Brian Daly, head of the US Securities and Exchange Commission's (SEC) Division of Investment Management, acknowledged that the agency mishandled its review of spot crypto ETFs.
SEC Signals ETF Review Reset After Crypto Court Losses
He cited that failure as the reason the regulator is proceeding cautiously on the next wave of novel ETF products, including future digital-asset filings. Pending Solana (SOL), XRP and basket crypto ETF applications face review under the same framework the SEC's request for comment (RFC) process is reshaping.
Comment first this time
Speaking on Bloomberg's Trillions podcast on 1 Jul, Daly said the SEC "did a bad job. We got sued" over spot Bitcoin ETFs, adding that the agency broke trust with the industry and is working to rebuild it.
The remarks came a day after the SEC announced the RFC on novel ETFs on 30 Jun. The RFC covers crypto assets, prediction-market ETFs, leveraged strategies, single-stock products and private-asset funds. Daly said the SEC wants a consistent, asset-neutral review process.
The previous case-by-case approach ended in court defeats. In August 2023, the US Court of Appeals for the DC Circuit ruled in favour of asset manager Grayscale, finding the SEC had no consistent basis for approving Bitcoin futures ETFs while rejecting spot Bitcoin ETFs. The SEC then cleared 11 spot Bitcoin ETFs in January 2024.

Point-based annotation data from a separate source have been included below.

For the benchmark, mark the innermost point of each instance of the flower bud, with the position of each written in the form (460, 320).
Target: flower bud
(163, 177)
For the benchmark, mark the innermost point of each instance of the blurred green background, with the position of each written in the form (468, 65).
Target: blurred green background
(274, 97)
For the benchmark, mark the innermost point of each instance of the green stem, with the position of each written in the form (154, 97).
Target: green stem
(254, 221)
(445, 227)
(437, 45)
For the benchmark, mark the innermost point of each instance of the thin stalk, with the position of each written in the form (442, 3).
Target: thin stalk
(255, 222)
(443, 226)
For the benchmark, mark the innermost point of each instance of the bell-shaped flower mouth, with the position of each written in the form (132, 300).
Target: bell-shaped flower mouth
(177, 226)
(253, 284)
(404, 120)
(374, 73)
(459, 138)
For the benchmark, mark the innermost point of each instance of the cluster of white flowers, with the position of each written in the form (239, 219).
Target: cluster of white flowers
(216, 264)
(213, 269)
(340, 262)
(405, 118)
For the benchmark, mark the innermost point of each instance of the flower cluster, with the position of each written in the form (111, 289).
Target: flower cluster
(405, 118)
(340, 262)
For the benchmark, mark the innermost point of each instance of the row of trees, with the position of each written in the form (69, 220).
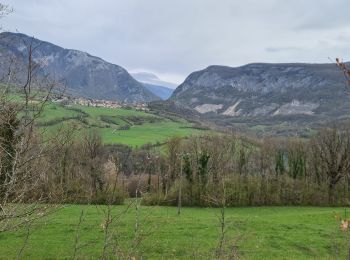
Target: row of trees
(267, 172)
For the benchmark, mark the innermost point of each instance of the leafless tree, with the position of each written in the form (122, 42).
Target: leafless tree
(332, 146)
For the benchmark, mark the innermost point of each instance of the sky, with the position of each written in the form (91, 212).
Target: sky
(173, 38)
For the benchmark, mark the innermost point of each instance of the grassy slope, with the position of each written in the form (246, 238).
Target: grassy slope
(268, 233)
(148, 132)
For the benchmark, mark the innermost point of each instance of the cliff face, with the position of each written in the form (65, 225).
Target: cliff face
(265, 90)
(84, 75)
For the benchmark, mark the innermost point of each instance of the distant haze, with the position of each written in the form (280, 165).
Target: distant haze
(174, 38)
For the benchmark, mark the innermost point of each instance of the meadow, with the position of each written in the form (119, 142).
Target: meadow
(121, 125)
(258, 233)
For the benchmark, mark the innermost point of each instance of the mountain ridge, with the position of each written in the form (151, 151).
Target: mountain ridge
(86, 75)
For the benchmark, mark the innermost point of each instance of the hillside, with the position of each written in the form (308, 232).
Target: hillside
(117, 125)
(83, 74)
(286, 96)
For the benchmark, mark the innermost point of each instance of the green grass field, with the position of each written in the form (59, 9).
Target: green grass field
(261, 233)
(143, 127)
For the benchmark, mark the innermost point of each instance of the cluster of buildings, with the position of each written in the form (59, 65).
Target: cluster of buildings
(97, 103)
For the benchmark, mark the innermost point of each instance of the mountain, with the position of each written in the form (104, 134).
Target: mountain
(293, 94)
(158, 87)
(83, 74)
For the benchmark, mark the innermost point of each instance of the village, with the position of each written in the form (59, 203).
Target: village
(69, 100)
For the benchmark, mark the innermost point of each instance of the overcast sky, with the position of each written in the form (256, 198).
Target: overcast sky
(173, 38)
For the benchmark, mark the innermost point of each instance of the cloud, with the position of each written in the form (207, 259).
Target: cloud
(176, 37)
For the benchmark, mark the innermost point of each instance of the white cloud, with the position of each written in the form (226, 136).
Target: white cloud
(175, 37)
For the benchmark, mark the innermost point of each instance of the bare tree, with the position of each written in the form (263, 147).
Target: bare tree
(332, 146)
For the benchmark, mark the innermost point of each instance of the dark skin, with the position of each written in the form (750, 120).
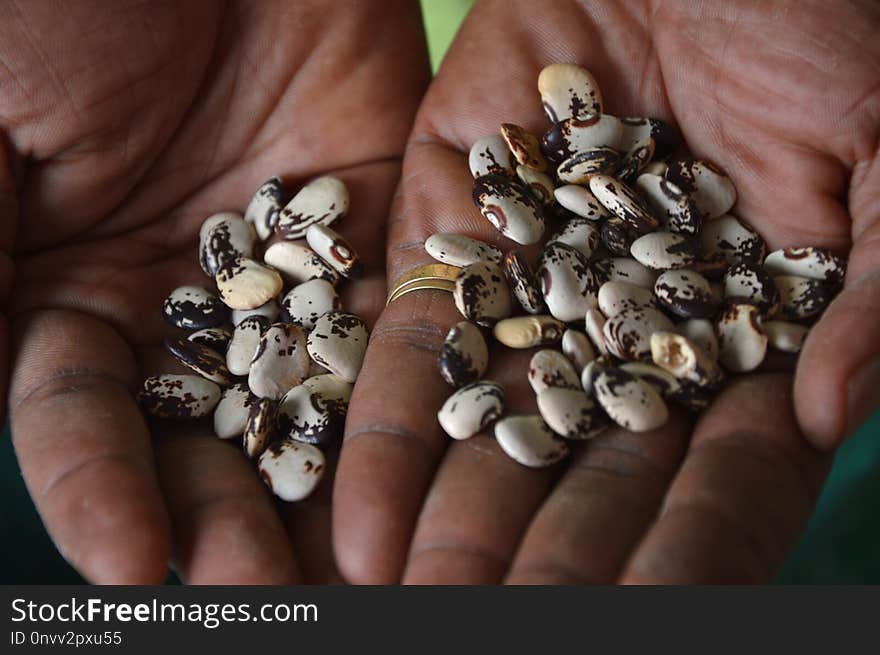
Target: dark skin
(125, 126)
(113, 162)
(785, 97)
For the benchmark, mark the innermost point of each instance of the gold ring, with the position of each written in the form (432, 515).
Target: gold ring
(440, 277)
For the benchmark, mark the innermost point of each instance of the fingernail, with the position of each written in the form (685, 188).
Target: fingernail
(863, 395)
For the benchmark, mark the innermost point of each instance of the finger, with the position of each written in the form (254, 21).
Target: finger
(393, 442)
(837, 386)
(84, 449)
(480, 500)
(226, 529)
(474, 515)
(8, 223)
(747, 485)
(601, 507)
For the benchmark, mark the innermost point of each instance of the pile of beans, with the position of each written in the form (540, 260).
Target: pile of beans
(274, 356)
(652, 290)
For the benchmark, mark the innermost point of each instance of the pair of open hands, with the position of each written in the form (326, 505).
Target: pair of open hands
(125, 124)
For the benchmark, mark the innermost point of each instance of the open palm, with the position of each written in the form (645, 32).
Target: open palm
(126, 125)
(784, 96)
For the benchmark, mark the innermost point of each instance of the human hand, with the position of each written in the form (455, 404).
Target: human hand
(126, 125)
(784, 97)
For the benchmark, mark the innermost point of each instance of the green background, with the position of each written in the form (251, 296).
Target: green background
(841, 544)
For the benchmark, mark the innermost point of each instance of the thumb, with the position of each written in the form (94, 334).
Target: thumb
(837, 385)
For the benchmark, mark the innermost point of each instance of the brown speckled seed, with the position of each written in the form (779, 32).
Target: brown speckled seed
(464, 355)
(481, 293)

For crypto issuers with filings in the queue, the shift means asset-neutral review but no accelerated path while the comment period runs.
Filings pipeline widens
Daly cited roughly 2,600 ETF filings in 2025, with just over 1,000 listings. So far this year, 1,800 filings have been submitted, running about 50% ahead of last year. He flagged concern that prediction-market products tied to individual congressional races could yield thousands of near-identical applications, straining review capacity.
The 60-day comment window runs from Federal Register publication, after which the SEC's next move will show whether pending crypto ETF applications face accelerated timelines, new conditions or continued case-by-case treatment.